Enhanced Model Estimation
For all open source packages, Maximum Likelihood Estimation (MLE) carries all of the weight of model estimation. Though MLE can be an efficient procedure to simultaneously get all of the parameters of a repeat purchase or spend model, there are cases when it struggles with aggregated metrics of interest in the forecast period. Given this is the primary metric for understanding the predictive capabilities of a model, it may sometimes be appropriate to adjust model estimation procedures based on what we know about the data and our models.
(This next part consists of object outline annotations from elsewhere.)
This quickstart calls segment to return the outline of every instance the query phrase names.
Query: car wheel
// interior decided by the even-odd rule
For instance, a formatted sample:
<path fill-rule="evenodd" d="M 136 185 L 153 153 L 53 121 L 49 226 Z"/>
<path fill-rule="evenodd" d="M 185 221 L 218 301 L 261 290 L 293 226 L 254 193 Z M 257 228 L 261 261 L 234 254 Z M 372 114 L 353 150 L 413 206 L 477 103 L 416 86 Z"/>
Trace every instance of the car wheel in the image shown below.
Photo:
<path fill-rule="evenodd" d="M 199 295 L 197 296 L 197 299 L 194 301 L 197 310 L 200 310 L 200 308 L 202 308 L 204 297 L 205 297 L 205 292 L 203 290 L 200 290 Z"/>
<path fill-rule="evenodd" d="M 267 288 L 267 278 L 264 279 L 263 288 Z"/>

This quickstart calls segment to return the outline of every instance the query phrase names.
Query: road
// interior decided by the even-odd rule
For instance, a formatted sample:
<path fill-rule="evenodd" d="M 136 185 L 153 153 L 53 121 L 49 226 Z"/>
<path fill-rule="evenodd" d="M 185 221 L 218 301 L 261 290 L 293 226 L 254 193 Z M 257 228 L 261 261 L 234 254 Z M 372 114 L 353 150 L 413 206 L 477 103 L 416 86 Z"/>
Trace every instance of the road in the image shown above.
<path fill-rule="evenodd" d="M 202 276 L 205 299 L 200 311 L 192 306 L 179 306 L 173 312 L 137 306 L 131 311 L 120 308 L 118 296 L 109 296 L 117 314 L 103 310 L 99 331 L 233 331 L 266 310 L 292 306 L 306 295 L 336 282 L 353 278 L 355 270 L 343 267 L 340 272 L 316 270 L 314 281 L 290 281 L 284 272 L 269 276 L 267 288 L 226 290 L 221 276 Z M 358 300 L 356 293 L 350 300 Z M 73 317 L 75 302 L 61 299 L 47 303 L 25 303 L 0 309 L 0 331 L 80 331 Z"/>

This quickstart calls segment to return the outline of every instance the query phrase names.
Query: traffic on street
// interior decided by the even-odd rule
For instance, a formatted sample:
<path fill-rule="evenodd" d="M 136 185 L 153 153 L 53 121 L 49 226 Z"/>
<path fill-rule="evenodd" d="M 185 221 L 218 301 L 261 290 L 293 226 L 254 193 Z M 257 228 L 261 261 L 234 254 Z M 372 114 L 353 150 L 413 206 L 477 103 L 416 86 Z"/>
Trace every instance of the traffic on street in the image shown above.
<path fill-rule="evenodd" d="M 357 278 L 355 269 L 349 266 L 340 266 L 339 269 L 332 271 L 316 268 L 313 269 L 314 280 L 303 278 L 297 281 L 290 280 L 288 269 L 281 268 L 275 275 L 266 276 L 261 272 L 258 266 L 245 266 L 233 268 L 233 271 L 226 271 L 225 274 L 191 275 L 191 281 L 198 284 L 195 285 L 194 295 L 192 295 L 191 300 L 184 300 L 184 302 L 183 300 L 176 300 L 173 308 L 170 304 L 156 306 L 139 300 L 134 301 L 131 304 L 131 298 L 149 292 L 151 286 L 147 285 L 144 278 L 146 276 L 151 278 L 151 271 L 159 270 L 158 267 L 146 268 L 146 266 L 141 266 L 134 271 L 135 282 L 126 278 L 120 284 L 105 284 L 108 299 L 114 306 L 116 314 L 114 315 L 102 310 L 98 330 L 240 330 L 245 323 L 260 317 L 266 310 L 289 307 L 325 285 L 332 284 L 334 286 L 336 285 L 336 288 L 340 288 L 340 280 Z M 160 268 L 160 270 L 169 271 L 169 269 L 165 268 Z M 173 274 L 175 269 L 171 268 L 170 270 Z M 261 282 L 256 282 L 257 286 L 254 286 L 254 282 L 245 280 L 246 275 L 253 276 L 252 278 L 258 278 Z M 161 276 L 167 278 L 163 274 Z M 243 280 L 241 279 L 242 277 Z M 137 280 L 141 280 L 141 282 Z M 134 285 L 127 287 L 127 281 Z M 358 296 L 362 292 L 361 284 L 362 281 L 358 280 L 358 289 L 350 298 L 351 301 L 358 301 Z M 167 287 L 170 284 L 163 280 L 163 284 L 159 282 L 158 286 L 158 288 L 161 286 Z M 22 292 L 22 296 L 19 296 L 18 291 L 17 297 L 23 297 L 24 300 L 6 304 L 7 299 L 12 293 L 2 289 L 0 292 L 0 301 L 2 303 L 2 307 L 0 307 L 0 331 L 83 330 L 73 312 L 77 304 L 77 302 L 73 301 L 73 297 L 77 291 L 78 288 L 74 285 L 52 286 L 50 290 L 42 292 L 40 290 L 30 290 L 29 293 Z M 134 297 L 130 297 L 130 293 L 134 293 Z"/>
I’ve shared how important it is not to just fit a tracking curve and assume it will adequately describe an entire customer base’s behavior. This is no less true when forecasting spend than it is for repeat purchasing. The primary sub-model for forecasting the spend of a customer base used by open source packages is the gamma-gamma (GG) model. The GG historically does a good job at capturing the average transaction value observed across a customer base and projecting this forward. However, there are several key pitfalls of the GG model, including the inability to introduce covariates. We have made additional improvements in the spend models used by the publicly available packages to allow for the incorporation of both time-varying and time-invariant covariates that work around the base model’s pitfalls.
So, because not all CLV models are the same, we have developed many critical enhancements to typical BTYD frameworks with custom models for purchasing and spend that more accurately and robustly characterize a customer’s journey throughout their lifetime with a company. Our framework introduces bespoke covariates to both purchasing and spend that tell a realistic story regarding a customer’s behavior while staying computationally efficient. In future posts we will continue to dive deeper into these enhancements.